La culture refuse la complicité Dans les salles de concert de Londres, au cœur des cérémonies hollywoodiennes, un même mot d'ordre s'impose : plus de normalisation avec l'apartheid israélien. Plus de 4 500 acteurs, cinéastes et écrivains ont signé une promesse de rupture. Hannah Einbinder a crié « Free Palestine ! » aux Emmy Awards, Javier Bardem a défilé en keffieh sur le tapis rouge. Ces gestes, que d'aucuns taxeront de symboliques, pèsent pourtant lourd : ils fissurent le mur de silence qui a longtemps protégé Israël dans les cercles culturels occidentaux. Car si l'histoire de l'Afrique du Sud nous apprend quelque chose, c'est bien ceci : l'isolement culturel et sportif précède toujours l'isolement politique.
Des capitales sous pression Les gouvernements commencent à vaciller. Le Premier ministre espagnol Pedro Sánchez réclame l'exclusion d'Israël de toutes les compétitions internationales. L'Irlande, la Slovénie et les Pays-Bas menacent de boycotter l'Eurovision. Et dix Etats — rejoints par la France, le Royaume‑Uni, la Belgique, le Canada ou l'Australie — reconnaîtront lundi 22 septembre 2025 l'Etat palestinien, acte à la fois symbolique et cinglant, un désaveu du gouvernement Netanyahu. Jamais Israël n'avait connu un tel isolement diplomatique depuis sa création.

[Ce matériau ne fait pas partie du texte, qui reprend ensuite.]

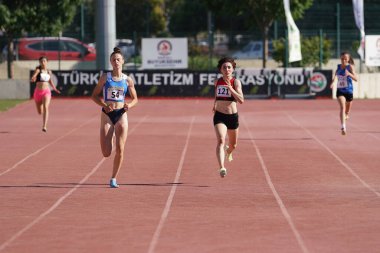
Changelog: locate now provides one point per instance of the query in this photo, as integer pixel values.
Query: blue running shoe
(113, 183)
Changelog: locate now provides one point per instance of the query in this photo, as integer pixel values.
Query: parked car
(253, 50)
(126, 46)
(54, 48)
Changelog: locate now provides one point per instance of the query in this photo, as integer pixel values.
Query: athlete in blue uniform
(114, 121)
(344, 74)
(228, 92)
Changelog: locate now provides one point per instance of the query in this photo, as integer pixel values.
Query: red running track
(295, 184)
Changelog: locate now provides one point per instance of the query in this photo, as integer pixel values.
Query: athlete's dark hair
(116, 50)
(350, 59)
(226, 59)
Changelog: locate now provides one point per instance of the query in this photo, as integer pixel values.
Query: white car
(253, 50)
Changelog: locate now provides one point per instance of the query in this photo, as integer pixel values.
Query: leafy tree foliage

Les limites de la comparaison avec Pretoria « C'est notre moment Afrique du Sud », affirme Omar Barghouti, fondateur du mouvement BDS. Le parallèle est puissant, mais il n'est pas parfait. L'Afrique du Sud de l'apartheid n'avait pas derrière elle l'ombre protectrice d'une superpuissance. Israël, lui, est arrimé à Washington, dont le soutien militaire, diplomatique et idéologique demeure inébranlable. Mais la comparaison reste éclairante : hier encore, appeler au boycott de Tel-Aviv valait diffamation ou antisémitisme. Aujourd'hui, le boycott est revendiqué par des artistes, des sportifs, des élus, des ONG, et trouve sa place dans le débat public international. C'est un renversement historique.
Israël face à la peur du paria Netanyahu, fidèle à sa rhétorique, joue la carte victimaire : « Le monde est contre nous », « la propagande du Hamas ». Mais derrière l'assurance, une inquiétude perce. Les suspensions de ventes d'armes se multiplient, les universités européennes rompent leurs partenariats, les investisseurs redoutent la fuite des capitaux. Même au sein de la société israélienne, une angoisse diffuse monte : celle d'un pays qui, peu à peu, se découvre vulnérable au jugement du monde. Le Premier ministre a admis que l'isolement aurait un coût. Mais sa réponse — vanter une économie « d'autarcie », « Athènes et Super‑Sparte » — ressemble moins à une vision qu'à un aveu d'impuissance. Israël redoute désormais d'endosser le rôle que l'Afrique du Sud joua jadis : celui du paria international.
Un langage commun contre l'impunité L'histoire retiendra peut‑être que c'est dans les stades, les concerts et les universités que la fracture a commencé. Le boycott est devenu un langage universel, compris de Lagos à Londres, de Buenos Aires à Berlin. Un langage qui dit ceci : la barbarie ne peut être normalisée. Les dirigeants israéliens espéraient que le temps jouerait pour eux. Mais le temps, cette fois, semble jouer contre eux. Et si ce « moment Afrique du Sud » n'est pas encore l'instant final, il est déjà une promesse : celle que l'impunité, tôt ou tard, rencontre toujours ses limites.